A New Magnetic-field-driving Method For Fabricating Ni/epoxy Resin Functionally Graded Materials

Functionally graded materials (FGMs) are emerging as a new class of special materials between heterostructure materials and composite materials. They have been extensively used in many engineering fields with their continuous spatial distribution of components and resulted properties. Based on the distinct difference in magnetic susceptibility between components, two new magnetic-field-driving approaches were developed to prepare Ni/epoxy resin FGMs. Vertical and parallel magnetic-field-driving devices were designed and built to meet the need of experiments.

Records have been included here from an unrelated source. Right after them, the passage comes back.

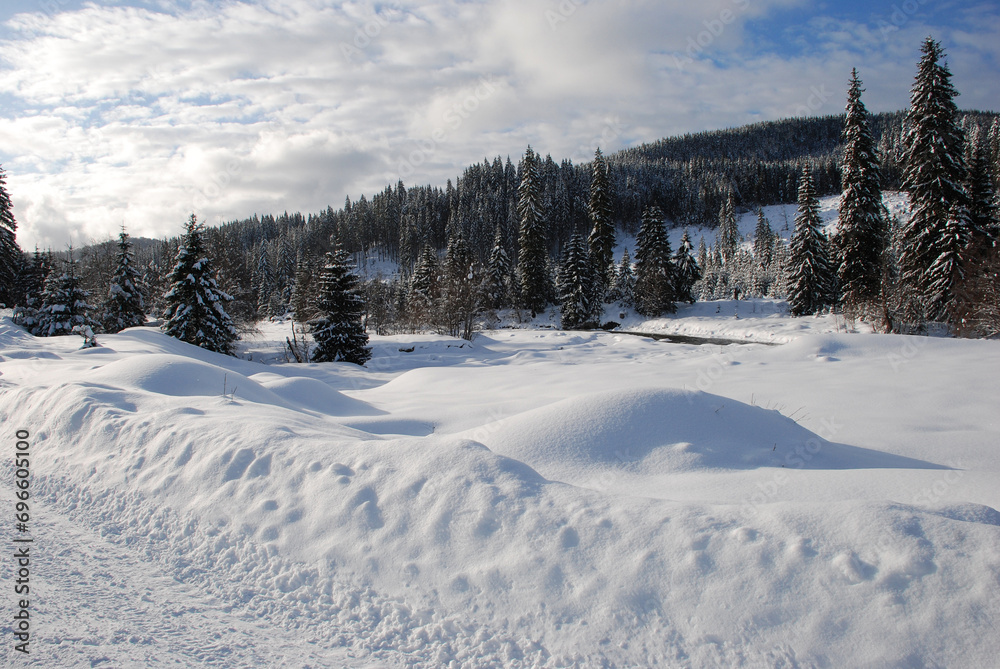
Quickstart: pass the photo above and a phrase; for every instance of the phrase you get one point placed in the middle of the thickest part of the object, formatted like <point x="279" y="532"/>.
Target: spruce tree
<point x="861" y="230"/>
<point x="654" y="271"/>
<point x="124" y="307"/>
<point x="810" y="273"/>
<point x="576" y="280"/>
<point x="602" y="235"/>
<point x="338" y="330"/>
<point x="625" y="282"/>
<point x="195" y="306"/>
<point x="763" y="243"/>
<point x="500" y="272"/>
<point x="10" y="253"/>
<point x="533" y="257"/>
<point x="64" y="303"/>
<point x="424" y="287"/>
<point x="686" y="271"/>
<point x="729" y="233"/>
<point x="938" y="233"/>
<point x="302" y="291"/>
<point x="461" y="292"/>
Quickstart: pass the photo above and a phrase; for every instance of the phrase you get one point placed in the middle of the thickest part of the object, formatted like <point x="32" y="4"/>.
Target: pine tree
<point x="763" y="243"/>
<point x="576" y="279"/>
<point x="654" y="271"/>
<point x="302" y="291"/>
<point x="983" y="209"/>
<point x="424" y="287"/>
<point x="32" y="287"/>
<point x="729" y="233"/>
<point x="459" y="304"/>
<point x="195" y="307"/>
<point x="811" y="273"/>
<point x="500" y="272"/>
<point x="10" y="253"/>
<point x="533" y="256"/>
<point x="686" y="271"/>
<point x="338" y="331"/>
<point x="625" y="282"/>
<point x="861" y="231"/>
<point x="602" y="235"/>
<point x="124" y="307"/>
<point x="938" y="233"/>
<point x="64" y="303"/>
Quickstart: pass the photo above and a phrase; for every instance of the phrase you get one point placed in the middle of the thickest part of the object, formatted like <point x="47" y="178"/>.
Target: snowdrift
<point x="482" y="507"/>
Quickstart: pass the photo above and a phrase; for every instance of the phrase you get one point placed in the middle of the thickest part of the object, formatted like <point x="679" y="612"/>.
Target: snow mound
<point x="178" y="376"/>
<point x="315" y="395"/>
<point x="660" y="430"/>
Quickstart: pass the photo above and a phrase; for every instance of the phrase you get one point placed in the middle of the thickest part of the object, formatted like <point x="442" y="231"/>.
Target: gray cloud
<point x="231" y="108"/>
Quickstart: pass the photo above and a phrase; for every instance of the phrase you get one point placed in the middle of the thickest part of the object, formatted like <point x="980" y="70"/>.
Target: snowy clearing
<point x="534" y="498"/>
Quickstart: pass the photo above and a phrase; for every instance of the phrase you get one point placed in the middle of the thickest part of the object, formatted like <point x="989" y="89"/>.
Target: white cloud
<point x="234" y="107"/>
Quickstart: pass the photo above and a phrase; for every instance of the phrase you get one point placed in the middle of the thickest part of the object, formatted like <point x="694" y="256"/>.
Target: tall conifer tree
<point x="602" y="234"/>
<point x="10" y="253"/>
<point x="124" y="307"/>
<point x="654" y="271"/>
<point x="195" y="306"/>
<point x="533" y="257"/>
<point x="338" y="330"/>
<point x="862" y="228"/>
<point x="938" y="233"/>
<point x="811" y="273"/>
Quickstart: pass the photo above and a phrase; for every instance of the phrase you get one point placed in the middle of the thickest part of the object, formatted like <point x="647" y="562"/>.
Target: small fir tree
<point x="338" y="330"/>
<point x="195" y="306"/>
<point x="125" y="306"/>
<point x="811" y="274"/>
<point x="64" y="303"/>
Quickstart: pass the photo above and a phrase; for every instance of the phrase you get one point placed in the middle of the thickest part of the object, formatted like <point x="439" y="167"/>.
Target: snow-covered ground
<point x="534" y="498"/>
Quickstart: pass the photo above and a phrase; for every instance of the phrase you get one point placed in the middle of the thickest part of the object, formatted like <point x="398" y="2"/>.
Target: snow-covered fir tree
<point x="686" y="271"/>
<point x="31" y="285"/>
<point x="602" y="234"/>
<point x="338" y="331"/>
<point x="938" y="232"/>
<point x="500" y="273"/>
<point x="654" y="269"/>
<point x="10" y="252"/>
<point x="195" y="307"/>
<point x="461" y="292"/>
<point x="125" y="305"/>
<point x="533" y="257"/>
<point x="64" y="302"/>
<point x="861" y="230"/>
<point x="811" y="276"/>
<point x="303" y="292"/>
<point x="576" y="281"/>
<point x="728" y="233"/>
<point x="623" y="285"/>
<point x="425" y="287"/>
<point x="763" y="243"/>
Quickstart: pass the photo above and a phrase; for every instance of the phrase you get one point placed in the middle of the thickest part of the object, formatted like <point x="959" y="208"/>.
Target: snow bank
<point x="535" y="498"/>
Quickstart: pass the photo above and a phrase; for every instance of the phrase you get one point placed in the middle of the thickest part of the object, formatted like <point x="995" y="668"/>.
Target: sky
<point x="141" y="112"/>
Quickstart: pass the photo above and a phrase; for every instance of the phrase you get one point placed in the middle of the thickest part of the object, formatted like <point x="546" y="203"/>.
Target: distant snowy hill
<point x="534" y="498"/>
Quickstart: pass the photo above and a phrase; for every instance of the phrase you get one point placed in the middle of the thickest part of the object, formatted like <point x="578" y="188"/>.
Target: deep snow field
<point x="534" y="498"/>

The influences of Ni concentration, magnetic filed velocity and the action times on composition distribution, electrical resistivity, light transmittance and normallized saturation magnetization of Ni/epoxy resin FGMs were studied systematically by means of optical microscope, spectrophotometer, high resistance meter, vibrating sample magnetometer.The results are summarized as follows:The gradient of composition distribution, light transmittance, electrical resistivity and specific saturation magnetization were formed along the field moving direction in samlpes fabricated by vertical magnetic-field-driving method. With increasing Ni content from 5 to 20 wt.%, the composition gradient increased first and then decreased. As the magnetic field velocity increased from 0.25mm/s to 3mm/s, Ni gradient decreased. The composition gradient increased with adding the action times of magnetic field from 1 to 5. The system structure remained unchanged after 5 times of magnetic field action. In addition, the chain-like clusters of Ni were formed, which lead to the anisotropy of electrical resistivity and normalized saturation magnetization. A schematic model was proposed to explain the distribution of particles in gradient magnetic fields.Ni gradient and chain-like clusters were obtained along the field direction in samples prepared by parallel magntic-field-activated method. The composition gradient increased with the increase of Ni contents, and reached the maximum value at Ni= 15 wt.%. With increasing the velocity of magnetic field from 1 to 20mm/s, Ni gradient decreased. The composition gradient increased with adding the action times of magnetic field from 2 to 10. The system structure remained stable after 10 times of magnetic field action.